Do the interim KRX-0401 in vitro lessons drawn from the study of motor system circuitry and function have a broader relevance—to the challenges inherent in linking neural organization to encoded behavior? Several thoughts suggest themselves. First and foremost, motor systems offer the singular virtue of a rather direct link
between the organization of a neural circuit and its behavioral output—in this case, patterned muscle contraction. In the case of the motor neuron, its muscle target soon becomes a fixed and inseparable component of the “motor unit,” such that much of the neural computation inherent in the CNS is involved with the planning and execution of spinal motor programs. Understanding how the behaviors Tyrosine Kinase Inhibitor Library research buy encoded by other CNS circuits impinge on core motor routines could lead to more objective and quantitative ways of evaluating the world of complex behavior. Studies of spinal motor neurons have also served to remind us of the primacy of limb biomechanics in assigning functional order to motor circuits. Along the way,
these studies have revealed that the location of a motor neuron or interneuron in the spinal cord constrains many of its potential connections, permitting some and excluding others. It may be worthwhile considering whether this positional principle extends beyond the spinal cord, and beyond the motor system. The prominence of nuclear organization as a means of positioning neurons throughout the subcortical CNS, together with
the critical influence of neuronal settling position in defining patterns of sensory input connectivity, suggests that position may be a crucial determinant of connectivity throughout the vertebrate CNS. The trick in testing this assertion is the accumulation of sufficient molecular information on neuronal subtype to alter settling position without eroding core identity, and examine the subsequent impact on connectivity and behavior. In the motor see more system as elsewhere, neuronal circuit models commonly suffer the weakness of being poorly constrained by existing information on connectivity within and between neuronal populations. When pursued alone, even the most contemporary methods for inferring circuit architecture from activity measurements fail to specify unambiguously the underlying circuit mechanisms that biology implements.
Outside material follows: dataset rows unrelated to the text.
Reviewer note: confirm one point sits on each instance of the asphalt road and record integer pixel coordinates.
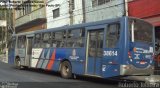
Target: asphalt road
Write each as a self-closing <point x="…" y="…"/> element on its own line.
<point x="10" y="77"/>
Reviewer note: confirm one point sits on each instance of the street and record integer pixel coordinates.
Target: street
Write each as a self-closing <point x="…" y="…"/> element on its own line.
<point x="31" y="78"/>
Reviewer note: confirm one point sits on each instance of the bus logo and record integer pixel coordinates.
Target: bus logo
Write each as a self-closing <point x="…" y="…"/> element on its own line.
<point x="74" y="55"/>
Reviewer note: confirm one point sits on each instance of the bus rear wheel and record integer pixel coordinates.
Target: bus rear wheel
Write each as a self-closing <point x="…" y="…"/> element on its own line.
<point x="66" y="70"/>
<point x="18" y="63"/>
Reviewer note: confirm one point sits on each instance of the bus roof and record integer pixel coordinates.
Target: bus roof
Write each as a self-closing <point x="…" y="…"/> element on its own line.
<point x="66" y="27"/>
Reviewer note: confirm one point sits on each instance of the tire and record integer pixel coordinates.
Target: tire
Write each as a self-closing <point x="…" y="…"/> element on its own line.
<point x="66" y="70"/>
<point x="18" y="64"/>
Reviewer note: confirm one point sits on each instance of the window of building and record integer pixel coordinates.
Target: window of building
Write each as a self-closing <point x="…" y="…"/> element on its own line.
<point x="37" y="43"/>
<point x="72" y="4"/>
<point x="99" y="2"/>
<point x="112" y="35"/>
<point x="56" y="13"/>
<point x="58" y="39"/>
<point x="46" y="40"/>
<point x="75" y="38"/>
<point x="21" y="42"/>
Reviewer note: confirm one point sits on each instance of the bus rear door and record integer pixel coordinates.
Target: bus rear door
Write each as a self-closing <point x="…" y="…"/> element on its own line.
<point x="94" y="50"/>
<point x="28" y="50"/>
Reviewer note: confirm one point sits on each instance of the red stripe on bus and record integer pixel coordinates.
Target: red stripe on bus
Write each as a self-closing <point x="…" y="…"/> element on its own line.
<point x="51" y="61"/>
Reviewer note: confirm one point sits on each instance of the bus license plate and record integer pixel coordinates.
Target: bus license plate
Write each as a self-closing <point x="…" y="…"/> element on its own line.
<point x="142" y="62"/>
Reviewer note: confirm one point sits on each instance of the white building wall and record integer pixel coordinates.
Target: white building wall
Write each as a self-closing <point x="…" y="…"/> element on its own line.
<point x="112" y="9"/>
<point x="64" y="18"/>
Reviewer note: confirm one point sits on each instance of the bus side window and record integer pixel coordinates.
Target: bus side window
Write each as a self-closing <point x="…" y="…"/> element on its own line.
<point x="112" y="35"/>
<point x="21" y="42"/>
<point x="37" y="42"/>
<point x="60" y="39"/>
<point x="75" y="38"/>
<point x="46" y="40"/>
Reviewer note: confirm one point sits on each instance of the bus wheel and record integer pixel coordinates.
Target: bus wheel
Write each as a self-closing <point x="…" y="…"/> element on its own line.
<point x="66" y="70"/>
<point x="18" y="64"/>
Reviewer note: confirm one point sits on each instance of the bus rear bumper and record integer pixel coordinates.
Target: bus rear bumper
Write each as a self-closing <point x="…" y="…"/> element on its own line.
<point x="131" y="70"/>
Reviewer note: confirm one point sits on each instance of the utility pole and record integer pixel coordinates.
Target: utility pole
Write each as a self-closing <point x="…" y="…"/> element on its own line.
<point x="6" y="36"/>
<point x="125" y="7"/>
<point x="84" y="11"/>
<point x="71" y="7"/>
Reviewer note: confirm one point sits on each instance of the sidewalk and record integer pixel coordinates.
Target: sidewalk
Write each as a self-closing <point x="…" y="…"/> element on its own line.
<point x="3" y="57"/>
<point x="150" y="79"/>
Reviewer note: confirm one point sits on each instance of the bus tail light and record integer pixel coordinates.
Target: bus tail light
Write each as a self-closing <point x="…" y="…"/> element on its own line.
<point x="126" y="67"/>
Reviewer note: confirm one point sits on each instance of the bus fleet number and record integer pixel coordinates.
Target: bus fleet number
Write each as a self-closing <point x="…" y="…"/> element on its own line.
<point x="110" y="53"/>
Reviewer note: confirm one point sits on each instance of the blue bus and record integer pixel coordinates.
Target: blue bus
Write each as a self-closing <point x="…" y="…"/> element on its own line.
<point x="116" y="47"/>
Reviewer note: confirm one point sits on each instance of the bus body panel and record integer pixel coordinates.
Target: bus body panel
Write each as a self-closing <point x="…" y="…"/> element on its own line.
<point x="107" y="62"/>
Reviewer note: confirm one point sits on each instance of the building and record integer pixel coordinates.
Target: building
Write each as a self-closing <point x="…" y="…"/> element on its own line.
<point x="64" y="12"/>
<point x="148" y="10"/>
<point x="30" y="15"/>
<point x="96" y="10"/>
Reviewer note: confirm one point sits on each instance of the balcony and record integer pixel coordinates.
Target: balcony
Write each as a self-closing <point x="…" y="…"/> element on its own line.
<point x="35" y="15"/>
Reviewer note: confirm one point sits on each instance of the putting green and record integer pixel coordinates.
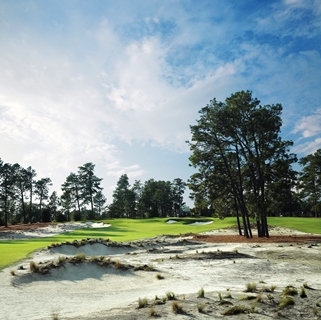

In the same way that methodological advances in structural biology have helped to trim a seeming infinity of plausible protein models, we anticipate that increasingly detailed circuit mapping will produce constraints on neuronal circuit models that sharpen our understanding of their functional architecture. A final inference to be drawn from this motor system precedent is that there may be considerable mileage to be gained from studies of the intersection of anatomically separable regions devoted to the control of a given behavior.